From MySpace to Kickstarter, Kate Nash has harnessed the power of the people to revitalise the music scene. Kate Nash: Underestimate the Girl charts the rocky journey of the English singer who refuses to conform to convenient labels. Even the catchall “female artist” tag doesn’t rock her world, as she boldly noted when accepting the prize for Best Female Artists at the Brit Awards. “Female is not a genre,” she challenged the industry. This doc by Amy Goldstein shares the price that Nash paid for defying the mould, but also the rewards she found by staying true to her artistic integrity.
The film quickly recaps Nash’s rise that was facilitated by platforms like MySpace long before social media was a springboard to success. With upbeat songs that found a groove between riot grrl rock and the millennial pop stylings of singers like Avril Lavigne and Amy Winehouse, Nash’s music found modest success for fans who outgrew the girl bands of the late 1990s. However, Underestimate the Girl shows how the overwhelmingly male-dominated music industry didn’t know what to do with an artist who felt like Old Spice’s iconoclastic sister. Nash tells how all went well until Fiction Records abruptly dumped her in 2010 following the disappointing sales of her second album.
As Nash tries to rebound from a relatively meteoric rise and fall, her story reflects the music industry’s aversion to risk-takers and innovators. It’s also illustrates the industry’s struggle to keep pace with audience demands, as Nash’s own social media driven success shows an appetite for her work—but not necessarily an interest in paying for it in the fashion that record labels wanted. Underestimate the Girl essentially offers two complementary tales in one doc as Goldstein follows Nash to California where she attempts to revive her career. She makes new music and finds innovative ways to connect with brands to expand her reach, like co-hosting a shopping channel for geeks and performing an acoustic set at a start-up. The film shows how one always needs to be hustling to make it in the entertainment industry, especially if one doesn’t want to follow the tired (and unreliable) formula for success.

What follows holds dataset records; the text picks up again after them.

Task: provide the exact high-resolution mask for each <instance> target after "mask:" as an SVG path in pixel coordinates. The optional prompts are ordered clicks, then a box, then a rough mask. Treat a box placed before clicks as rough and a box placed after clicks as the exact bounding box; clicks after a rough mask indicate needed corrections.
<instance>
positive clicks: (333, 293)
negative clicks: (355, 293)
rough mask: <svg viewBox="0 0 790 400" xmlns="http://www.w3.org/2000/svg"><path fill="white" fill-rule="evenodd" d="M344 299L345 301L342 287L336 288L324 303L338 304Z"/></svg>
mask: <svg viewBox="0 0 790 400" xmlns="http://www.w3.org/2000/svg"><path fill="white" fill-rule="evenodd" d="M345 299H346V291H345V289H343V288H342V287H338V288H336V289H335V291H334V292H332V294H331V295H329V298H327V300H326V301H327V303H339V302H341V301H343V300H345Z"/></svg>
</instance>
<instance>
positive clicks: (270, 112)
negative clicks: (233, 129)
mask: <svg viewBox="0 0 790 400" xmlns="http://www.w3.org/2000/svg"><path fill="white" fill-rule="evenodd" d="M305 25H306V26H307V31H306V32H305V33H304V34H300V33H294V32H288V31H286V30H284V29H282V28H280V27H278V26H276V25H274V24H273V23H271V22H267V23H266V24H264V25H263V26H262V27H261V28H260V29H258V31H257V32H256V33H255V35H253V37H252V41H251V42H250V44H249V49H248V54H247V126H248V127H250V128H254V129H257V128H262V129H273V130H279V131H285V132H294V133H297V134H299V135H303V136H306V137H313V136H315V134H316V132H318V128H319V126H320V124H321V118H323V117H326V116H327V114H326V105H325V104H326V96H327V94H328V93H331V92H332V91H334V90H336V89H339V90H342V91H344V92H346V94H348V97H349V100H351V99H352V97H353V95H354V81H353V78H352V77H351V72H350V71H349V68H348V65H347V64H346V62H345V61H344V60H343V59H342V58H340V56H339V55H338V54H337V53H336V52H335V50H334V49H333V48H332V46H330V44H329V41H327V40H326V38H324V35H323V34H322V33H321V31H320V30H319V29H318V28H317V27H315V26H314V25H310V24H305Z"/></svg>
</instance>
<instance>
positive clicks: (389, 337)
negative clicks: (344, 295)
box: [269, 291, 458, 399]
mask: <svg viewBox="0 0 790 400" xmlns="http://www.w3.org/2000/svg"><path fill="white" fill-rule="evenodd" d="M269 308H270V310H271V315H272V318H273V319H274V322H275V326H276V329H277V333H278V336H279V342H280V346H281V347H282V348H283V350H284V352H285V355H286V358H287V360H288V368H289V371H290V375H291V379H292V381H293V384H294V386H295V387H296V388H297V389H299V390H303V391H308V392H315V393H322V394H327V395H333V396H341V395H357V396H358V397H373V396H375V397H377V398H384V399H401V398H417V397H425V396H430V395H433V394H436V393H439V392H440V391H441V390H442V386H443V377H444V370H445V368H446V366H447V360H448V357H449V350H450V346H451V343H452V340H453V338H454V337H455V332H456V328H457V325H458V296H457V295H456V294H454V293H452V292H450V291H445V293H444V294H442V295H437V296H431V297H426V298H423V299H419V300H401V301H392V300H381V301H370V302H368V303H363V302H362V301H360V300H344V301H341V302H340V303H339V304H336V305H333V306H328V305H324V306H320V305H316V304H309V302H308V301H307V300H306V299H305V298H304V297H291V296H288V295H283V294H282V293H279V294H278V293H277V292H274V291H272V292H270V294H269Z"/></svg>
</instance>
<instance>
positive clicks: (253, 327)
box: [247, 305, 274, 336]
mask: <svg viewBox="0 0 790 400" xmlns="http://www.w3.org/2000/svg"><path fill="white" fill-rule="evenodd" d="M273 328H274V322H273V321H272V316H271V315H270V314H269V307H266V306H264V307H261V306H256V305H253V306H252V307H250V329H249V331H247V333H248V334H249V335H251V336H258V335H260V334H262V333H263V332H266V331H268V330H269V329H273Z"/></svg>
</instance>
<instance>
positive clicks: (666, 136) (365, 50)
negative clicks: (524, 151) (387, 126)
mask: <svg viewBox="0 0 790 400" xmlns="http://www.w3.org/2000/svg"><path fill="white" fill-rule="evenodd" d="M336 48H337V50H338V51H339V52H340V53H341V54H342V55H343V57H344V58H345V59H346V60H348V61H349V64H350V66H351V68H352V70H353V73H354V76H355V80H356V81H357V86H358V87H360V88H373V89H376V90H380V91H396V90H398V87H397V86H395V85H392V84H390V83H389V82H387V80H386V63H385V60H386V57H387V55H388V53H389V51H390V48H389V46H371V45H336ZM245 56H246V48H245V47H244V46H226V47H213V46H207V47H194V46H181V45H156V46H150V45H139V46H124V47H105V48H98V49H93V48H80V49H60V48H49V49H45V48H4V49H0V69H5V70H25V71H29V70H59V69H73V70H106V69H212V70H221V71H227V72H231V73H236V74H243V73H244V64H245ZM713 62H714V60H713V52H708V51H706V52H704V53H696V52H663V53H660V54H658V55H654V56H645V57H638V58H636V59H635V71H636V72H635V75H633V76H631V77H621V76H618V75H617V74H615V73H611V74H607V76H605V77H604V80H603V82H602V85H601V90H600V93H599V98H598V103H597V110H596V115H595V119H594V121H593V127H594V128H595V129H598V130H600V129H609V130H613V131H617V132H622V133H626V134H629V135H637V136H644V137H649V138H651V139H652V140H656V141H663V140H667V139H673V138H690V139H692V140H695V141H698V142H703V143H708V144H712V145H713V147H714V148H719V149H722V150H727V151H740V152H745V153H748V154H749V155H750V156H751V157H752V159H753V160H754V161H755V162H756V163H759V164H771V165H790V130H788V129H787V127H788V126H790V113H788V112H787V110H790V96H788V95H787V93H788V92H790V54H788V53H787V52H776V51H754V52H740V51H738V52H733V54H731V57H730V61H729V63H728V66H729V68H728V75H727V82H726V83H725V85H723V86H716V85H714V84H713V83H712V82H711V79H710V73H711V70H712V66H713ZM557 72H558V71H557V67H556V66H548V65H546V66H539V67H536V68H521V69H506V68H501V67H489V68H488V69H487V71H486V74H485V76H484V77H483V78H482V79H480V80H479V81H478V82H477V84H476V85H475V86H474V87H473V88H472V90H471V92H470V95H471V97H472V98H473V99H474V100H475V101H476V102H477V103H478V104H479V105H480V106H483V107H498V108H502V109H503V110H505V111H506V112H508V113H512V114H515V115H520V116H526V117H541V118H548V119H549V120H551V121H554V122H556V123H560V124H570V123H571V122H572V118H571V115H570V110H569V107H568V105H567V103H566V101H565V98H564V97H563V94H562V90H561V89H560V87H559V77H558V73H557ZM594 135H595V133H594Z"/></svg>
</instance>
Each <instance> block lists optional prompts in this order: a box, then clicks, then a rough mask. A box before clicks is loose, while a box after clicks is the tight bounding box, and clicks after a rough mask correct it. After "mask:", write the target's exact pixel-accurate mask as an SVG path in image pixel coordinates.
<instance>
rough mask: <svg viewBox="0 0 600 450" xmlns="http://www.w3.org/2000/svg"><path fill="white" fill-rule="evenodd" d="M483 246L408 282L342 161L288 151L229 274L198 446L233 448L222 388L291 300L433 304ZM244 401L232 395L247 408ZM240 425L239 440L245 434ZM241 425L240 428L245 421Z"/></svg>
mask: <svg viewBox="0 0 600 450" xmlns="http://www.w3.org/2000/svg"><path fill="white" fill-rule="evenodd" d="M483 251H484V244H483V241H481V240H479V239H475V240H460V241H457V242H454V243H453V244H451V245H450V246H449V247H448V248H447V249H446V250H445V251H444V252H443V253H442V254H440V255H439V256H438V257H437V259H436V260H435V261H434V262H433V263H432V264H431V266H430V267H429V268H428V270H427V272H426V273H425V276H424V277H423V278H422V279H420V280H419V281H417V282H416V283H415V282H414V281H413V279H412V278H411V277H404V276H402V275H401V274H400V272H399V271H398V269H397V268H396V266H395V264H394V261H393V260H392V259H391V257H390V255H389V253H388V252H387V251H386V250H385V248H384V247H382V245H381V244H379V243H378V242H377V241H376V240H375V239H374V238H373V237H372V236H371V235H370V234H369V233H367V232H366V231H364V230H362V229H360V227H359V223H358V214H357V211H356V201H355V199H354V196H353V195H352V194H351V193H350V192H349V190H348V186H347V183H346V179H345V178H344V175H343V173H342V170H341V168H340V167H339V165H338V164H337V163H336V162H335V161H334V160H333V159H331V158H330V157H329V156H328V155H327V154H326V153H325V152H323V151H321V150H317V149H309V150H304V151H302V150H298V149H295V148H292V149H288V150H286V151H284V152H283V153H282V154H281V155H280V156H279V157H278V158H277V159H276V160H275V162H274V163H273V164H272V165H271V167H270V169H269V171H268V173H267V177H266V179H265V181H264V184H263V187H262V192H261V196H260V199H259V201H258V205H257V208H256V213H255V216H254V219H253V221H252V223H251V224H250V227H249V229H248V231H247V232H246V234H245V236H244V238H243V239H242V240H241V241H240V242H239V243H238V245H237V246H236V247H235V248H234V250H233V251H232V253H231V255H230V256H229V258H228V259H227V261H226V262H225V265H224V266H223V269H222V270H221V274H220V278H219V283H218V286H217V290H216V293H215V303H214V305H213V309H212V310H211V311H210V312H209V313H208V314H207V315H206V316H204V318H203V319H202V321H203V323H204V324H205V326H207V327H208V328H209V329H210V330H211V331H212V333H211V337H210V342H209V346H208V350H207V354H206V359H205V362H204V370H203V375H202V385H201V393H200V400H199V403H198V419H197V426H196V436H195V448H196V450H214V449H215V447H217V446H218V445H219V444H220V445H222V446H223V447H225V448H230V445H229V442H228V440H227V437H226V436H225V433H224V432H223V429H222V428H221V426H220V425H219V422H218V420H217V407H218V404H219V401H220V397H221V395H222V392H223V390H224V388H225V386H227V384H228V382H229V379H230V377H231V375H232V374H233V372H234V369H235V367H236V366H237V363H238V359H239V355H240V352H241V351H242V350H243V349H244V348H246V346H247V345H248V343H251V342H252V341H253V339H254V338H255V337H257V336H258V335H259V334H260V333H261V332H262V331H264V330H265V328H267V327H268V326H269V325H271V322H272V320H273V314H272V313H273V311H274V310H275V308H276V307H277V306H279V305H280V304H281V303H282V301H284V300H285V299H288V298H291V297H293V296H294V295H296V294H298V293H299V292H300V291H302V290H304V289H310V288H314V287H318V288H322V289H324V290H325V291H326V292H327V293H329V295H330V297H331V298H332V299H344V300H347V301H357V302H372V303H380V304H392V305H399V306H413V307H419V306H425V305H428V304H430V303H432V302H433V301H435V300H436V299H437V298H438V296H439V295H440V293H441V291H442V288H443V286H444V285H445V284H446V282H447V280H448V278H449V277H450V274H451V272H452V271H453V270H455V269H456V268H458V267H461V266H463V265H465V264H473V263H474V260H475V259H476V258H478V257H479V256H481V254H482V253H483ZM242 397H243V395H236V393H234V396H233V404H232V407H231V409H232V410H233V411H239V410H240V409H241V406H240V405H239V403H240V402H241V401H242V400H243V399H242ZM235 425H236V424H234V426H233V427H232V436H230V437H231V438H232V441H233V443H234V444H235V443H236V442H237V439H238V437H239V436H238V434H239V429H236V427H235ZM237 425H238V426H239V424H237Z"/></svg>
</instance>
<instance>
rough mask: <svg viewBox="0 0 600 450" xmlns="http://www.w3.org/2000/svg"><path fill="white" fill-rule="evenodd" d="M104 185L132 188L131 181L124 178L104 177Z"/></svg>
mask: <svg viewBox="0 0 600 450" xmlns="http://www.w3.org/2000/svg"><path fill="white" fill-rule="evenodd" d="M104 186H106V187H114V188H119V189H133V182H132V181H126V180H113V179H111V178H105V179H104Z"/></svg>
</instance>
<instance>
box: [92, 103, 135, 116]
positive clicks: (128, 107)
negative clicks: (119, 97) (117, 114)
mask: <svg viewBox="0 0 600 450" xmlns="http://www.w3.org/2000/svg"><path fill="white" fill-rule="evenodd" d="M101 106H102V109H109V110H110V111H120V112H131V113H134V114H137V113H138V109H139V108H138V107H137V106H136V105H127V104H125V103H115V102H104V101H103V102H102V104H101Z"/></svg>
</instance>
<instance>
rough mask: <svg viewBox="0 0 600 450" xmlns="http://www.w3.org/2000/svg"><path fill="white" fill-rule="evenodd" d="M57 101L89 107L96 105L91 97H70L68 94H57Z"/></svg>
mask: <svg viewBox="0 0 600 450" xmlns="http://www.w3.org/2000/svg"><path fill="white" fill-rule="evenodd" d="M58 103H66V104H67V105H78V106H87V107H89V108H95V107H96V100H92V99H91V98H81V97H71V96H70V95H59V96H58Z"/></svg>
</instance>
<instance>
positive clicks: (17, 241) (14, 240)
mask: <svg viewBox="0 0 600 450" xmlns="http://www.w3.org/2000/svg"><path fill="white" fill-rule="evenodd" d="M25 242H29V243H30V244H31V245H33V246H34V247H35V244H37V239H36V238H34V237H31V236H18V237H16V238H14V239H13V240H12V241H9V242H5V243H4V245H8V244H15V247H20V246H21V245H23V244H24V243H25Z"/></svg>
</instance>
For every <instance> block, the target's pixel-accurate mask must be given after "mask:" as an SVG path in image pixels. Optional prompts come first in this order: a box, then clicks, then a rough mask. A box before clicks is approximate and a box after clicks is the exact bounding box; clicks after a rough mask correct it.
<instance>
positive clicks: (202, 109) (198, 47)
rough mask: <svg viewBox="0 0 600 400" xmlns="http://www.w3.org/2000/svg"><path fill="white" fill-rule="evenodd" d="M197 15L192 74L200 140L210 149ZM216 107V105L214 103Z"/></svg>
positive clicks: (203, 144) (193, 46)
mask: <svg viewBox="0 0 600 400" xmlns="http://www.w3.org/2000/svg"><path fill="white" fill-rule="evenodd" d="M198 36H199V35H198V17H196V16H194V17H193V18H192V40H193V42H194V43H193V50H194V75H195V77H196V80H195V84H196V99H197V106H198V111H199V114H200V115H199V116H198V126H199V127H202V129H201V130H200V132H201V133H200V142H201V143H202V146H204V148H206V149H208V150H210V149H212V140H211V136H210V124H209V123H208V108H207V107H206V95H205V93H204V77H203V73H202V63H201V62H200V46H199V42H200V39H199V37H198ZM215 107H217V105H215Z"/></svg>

The other tale that weaves throughout Underestimate the Girl is one about the inherent misogyny of the industry. Many of the challenges Kate encounters are from producers and executives who struggle to situate her voice within their brands and objectives. She generally seems to be making progress until the doc brings a surprising twist: her manager, Gary Marella, has been using her credit cards to pay for his wedding. Nash quickly hits rock bottom again as the debts, legal headaches, and loss of professional management derail her plans and leave her bordering upon penniless. She nearly loses her beloved dog before packing up her few remaining belongings and heading home to her parents. A Netflix series and a Kickstarter campaign later, however, and Nash finds an overdue rebound by refusing to put a price on her voice.
Underestimate the Girl bridges these verité-style scenes of Nash’s ups and downs with energetic concert numbers. Nash is in her element voicing poetry, angst, and rage in alternative tracks. She’s a born performer as these concert segments show an artist showcasing the power of her authentic voice. Admittedly, the amped-up concert scenes clash starkly with the rawer behind-the-scenes verité, particularly the notably uneven sound levels, but the doc’s two-pronged approach accentuates Nash’s plight. There’s the music scene that audiences see—bright lights, concert halls, and screaming fans—and the one that artists see: grit and struggle.
Kate Nash: Underestimate the Girl is now in digital release.